The Air Up There
MANY TRAVELERS WORRY that the recirculated air aboard jet planes spreads germs from other passengers. Behind the scenes, security professionals worry that terrorists might use those same ventilation systems to spread deadly chemical or biological agents.
In fact, the U.S. air transportation system is an attractive target for a chemical or biological attack, according to the National Research Council’s (NRC’s) Committee on Assessment of Security Technologies for Transportation; however, there are no “specific strategies, approaches, or procedures” developed by the air transportation system to defend against such attacks.

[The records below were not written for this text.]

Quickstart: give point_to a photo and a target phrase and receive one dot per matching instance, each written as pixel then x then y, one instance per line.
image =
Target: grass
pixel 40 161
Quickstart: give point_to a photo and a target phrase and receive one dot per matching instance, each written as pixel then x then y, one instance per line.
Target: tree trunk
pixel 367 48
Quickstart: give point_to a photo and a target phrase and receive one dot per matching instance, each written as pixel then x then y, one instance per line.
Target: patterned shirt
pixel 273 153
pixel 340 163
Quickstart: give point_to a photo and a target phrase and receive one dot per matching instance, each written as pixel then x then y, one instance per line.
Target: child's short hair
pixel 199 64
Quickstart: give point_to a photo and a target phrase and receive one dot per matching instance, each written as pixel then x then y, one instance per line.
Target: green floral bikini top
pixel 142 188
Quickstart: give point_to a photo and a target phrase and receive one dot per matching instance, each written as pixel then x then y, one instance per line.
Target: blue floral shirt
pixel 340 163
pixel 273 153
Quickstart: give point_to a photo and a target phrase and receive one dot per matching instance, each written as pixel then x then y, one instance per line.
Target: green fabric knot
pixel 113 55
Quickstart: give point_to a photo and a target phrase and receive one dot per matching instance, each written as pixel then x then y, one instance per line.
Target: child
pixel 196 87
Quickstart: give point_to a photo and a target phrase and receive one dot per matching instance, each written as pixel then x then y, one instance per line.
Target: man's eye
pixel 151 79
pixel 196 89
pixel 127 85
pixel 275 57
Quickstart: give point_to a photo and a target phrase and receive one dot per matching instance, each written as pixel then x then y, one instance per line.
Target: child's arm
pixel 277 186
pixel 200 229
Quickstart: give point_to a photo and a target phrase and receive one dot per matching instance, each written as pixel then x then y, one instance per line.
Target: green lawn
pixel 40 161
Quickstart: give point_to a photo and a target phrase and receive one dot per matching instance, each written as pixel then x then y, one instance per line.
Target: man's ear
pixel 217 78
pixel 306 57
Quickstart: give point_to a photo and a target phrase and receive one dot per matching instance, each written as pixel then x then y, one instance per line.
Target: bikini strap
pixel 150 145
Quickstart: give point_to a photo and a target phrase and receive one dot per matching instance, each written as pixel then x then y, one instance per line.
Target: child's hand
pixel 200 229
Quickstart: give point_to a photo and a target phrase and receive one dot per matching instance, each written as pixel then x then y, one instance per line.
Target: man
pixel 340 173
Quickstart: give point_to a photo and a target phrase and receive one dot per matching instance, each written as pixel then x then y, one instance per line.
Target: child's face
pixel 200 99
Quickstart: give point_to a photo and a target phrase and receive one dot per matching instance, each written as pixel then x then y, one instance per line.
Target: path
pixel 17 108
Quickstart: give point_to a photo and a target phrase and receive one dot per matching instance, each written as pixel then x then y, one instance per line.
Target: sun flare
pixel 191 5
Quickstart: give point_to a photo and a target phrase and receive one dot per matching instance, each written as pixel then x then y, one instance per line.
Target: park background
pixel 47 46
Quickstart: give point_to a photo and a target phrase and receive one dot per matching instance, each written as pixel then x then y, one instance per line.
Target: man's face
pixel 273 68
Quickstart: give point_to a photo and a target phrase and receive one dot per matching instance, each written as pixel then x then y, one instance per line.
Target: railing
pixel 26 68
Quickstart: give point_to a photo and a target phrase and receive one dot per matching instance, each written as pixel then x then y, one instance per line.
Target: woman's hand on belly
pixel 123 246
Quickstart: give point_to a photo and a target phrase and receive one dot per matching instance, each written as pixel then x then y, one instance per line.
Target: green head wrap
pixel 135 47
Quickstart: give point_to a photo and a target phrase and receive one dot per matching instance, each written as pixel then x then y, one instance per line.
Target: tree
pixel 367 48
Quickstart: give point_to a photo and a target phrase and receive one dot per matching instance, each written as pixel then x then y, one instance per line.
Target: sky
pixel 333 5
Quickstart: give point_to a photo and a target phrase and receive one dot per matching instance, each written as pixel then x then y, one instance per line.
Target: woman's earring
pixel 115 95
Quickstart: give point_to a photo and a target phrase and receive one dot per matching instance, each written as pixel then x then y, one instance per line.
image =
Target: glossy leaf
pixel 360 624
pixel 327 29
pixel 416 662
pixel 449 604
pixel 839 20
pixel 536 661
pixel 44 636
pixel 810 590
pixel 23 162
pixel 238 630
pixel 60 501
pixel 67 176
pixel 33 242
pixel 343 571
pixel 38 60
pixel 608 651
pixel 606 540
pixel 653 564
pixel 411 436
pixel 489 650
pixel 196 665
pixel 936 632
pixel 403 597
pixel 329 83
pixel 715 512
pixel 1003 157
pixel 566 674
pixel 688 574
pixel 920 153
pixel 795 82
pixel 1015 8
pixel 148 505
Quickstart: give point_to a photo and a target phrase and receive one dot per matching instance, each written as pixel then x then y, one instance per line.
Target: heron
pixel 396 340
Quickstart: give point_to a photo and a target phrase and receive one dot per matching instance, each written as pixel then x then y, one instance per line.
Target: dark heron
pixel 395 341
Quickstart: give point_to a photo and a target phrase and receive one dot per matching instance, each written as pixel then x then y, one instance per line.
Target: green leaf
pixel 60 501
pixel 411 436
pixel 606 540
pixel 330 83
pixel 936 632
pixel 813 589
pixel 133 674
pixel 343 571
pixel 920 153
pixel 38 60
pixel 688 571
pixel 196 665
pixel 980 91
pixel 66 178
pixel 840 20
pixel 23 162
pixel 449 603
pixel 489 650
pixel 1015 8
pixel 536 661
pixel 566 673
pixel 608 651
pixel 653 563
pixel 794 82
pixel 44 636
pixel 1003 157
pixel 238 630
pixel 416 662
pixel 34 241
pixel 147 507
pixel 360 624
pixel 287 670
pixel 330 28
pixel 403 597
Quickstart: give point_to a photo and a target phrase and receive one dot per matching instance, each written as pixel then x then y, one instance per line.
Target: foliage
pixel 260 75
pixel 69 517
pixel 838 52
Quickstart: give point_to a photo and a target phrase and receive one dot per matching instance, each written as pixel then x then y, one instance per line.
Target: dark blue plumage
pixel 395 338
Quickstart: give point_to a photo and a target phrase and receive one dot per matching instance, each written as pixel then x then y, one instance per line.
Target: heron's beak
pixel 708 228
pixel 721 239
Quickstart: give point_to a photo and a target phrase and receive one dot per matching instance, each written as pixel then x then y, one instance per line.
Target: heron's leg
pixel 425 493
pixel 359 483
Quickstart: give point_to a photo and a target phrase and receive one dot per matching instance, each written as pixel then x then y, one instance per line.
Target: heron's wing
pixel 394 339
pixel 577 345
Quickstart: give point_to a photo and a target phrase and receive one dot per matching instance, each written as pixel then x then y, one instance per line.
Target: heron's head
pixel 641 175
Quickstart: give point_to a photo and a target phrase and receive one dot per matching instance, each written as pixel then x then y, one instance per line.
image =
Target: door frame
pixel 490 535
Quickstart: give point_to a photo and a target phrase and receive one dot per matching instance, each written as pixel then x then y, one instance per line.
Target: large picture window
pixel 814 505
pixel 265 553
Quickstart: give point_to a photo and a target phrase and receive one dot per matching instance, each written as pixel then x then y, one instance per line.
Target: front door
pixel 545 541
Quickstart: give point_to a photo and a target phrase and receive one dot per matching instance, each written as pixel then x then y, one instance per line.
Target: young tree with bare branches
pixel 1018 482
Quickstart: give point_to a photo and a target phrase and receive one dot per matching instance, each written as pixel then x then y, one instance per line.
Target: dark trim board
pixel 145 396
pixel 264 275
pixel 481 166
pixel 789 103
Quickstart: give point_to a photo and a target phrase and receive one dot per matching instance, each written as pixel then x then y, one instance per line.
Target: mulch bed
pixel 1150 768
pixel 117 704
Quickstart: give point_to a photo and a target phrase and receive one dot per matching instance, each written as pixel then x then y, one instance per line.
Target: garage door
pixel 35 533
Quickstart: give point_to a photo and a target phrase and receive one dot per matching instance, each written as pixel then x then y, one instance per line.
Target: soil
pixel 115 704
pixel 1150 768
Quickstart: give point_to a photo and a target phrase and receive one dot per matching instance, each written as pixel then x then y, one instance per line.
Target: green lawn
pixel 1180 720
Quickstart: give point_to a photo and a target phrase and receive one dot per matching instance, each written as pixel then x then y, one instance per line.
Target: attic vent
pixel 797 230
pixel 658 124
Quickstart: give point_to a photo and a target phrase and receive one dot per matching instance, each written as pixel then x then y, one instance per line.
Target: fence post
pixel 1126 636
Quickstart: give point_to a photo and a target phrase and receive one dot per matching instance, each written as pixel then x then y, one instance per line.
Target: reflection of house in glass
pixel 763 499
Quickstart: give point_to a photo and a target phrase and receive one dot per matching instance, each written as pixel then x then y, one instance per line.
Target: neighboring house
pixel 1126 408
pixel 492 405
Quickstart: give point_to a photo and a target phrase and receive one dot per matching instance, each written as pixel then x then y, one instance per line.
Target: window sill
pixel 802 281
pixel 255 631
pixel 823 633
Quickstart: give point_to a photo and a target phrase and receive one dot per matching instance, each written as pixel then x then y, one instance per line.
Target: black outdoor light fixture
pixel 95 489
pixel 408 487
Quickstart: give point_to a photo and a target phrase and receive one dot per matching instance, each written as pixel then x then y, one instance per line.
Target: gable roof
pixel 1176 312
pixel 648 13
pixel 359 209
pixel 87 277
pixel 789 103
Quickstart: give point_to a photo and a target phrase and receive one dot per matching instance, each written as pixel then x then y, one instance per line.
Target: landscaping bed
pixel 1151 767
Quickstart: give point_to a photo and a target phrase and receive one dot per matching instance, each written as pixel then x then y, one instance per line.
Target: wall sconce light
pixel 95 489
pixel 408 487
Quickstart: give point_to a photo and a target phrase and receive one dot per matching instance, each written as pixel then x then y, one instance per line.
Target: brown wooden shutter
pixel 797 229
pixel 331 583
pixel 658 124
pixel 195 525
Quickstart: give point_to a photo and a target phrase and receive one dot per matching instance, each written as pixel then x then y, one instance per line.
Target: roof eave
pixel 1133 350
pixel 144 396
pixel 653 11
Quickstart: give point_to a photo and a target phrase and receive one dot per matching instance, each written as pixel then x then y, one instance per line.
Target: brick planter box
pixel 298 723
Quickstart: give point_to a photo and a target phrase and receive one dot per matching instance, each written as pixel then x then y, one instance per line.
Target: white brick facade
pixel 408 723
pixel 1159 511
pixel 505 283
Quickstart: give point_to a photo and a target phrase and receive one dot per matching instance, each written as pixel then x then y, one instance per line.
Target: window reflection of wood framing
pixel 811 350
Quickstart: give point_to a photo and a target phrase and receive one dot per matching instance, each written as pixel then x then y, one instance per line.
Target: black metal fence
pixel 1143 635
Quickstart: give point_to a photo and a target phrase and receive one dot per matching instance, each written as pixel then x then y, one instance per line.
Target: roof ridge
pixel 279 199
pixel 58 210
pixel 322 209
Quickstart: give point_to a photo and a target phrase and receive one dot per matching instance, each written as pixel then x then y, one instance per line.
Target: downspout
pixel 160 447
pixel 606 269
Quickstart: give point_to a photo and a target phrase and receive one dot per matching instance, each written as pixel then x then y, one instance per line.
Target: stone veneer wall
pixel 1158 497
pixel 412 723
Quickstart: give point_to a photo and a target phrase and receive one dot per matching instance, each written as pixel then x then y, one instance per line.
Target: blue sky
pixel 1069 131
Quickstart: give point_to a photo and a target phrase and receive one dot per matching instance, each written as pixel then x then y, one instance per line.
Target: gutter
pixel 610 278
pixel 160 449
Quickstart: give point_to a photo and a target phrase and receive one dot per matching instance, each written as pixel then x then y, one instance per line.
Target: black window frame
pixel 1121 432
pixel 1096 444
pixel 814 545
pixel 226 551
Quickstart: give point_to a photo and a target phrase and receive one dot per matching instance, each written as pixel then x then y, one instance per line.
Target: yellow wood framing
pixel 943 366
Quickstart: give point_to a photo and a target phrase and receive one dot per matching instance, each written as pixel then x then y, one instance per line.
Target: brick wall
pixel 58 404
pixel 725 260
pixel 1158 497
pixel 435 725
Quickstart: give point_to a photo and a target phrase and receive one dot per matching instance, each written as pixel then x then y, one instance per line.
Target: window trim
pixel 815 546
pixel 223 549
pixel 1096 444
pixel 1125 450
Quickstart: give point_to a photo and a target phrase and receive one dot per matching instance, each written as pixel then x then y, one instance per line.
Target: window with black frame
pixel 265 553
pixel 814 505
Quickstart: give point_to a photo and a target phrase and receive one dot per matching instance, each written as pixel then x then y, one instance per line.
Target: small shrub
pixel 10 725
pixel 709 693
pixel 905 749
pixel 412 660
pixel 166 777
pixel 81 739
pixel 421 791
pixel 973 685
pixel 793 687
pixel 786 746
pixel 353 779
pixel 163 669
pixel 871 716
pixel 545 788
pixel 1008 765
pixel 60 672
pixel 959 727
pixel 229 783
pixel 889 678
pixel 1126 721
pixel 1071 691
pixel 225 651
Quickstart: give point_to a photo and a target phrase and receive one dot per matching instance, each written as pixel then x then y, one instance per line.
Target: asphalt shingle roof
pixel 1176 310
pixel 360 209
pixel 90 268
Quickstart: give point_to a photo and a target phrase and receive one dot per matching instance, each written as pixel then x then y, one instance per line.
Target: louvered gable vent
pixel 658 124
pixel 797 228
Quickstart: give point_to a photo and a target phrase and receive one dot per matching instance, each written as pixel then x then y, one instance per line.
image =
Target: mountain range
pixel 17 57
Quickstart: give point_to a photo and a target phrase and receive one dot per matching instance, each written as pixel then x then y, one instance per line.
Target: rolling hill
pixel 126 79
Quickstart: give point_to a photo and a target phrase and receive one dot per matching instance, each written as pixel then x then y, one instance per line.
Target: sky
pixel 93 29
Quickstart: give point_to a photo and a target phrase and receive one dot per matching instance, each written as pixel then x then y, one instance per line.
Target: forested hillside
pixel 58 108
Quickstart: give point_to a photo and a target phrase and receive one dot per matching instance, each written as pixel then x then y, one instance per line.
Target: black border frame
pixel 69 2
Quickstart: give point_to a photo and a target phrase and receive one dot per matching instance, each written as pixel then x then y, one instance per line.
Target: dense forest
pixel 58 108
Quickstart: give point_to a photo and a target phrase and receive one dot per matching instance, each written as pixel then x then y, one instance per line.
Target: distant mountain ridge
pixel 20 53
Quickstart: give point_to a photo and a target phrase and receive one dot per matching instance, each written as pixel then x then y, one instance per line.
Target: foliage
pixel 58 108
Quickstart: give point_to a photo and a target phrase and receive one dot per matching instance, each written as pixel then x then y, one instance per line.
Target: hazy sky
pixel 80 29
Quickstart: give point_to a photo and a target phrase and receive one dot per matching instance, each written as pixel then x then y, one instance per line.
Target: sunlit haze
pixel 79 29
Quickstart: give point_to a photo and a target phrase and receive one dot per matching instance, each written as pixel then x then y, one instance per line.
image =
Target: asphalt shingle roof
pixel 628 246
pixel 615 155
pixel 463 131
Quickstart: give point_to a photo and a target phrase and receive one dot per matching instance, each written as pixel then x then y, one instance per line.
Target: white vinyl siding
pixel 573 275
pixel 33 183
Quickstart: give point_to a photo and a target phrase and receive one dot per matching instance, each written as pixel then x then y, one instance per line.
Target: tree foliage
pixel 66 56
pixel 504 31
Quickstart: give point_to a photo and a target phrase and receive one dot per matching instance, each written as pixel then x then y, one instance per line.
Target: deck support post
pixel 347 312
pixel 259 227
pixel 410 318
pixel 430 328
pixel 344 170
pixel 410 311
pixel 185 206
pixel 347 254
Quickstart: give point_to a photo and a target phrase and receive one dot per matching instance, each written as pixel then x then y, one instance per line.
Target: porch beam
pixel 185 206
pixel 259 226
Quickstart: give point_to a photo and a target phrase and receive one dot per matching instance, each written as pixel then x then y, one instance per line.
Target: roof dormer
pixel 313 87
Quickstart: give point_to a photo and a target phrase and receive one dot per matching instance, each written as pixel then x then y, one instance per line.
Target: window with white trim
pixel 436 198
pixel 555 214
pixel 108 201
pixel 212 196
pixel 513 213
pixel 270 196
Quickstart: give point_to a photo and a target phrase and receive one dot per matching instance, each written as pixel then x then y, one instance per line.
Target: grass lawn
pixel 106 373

In a publication of the National Academy of Sciences, the NRC also points to obstacles in setting up such a defense system. One major problem is that no federal agency has been assigned responsibility for doing so. In addition, although researchers, manufacturers, and the military are working furiously on detection systems, “it is very difficult to independently evaluate all of the performance claims for these technologies,” the authors write.
The committee does, however, offer four recommendations for improving the situation. First, it calls for the Transportation Security Administration (TSA) to integrate chem/bio defense strategies into its broader security plan.
Second, it suggests that the TSA form a high-level task force to perform threat assessments of “air transportation spaces,” to study models of airflow and dispersal of simulated agents within planes, and to help facilities create threat defense strategies.
The third recommendation is for the TSA to study the chem/bio research programs of other agencies and “consider supporting a vendor-independent testing capability in order to verify performance claims made for chemical/biological detection systems.”
Finally, the NRC committee recommends that the TSA pursue a defensive strategy that does not depend only on technological detection of threats—by which time it may already be too late to prevent the attack.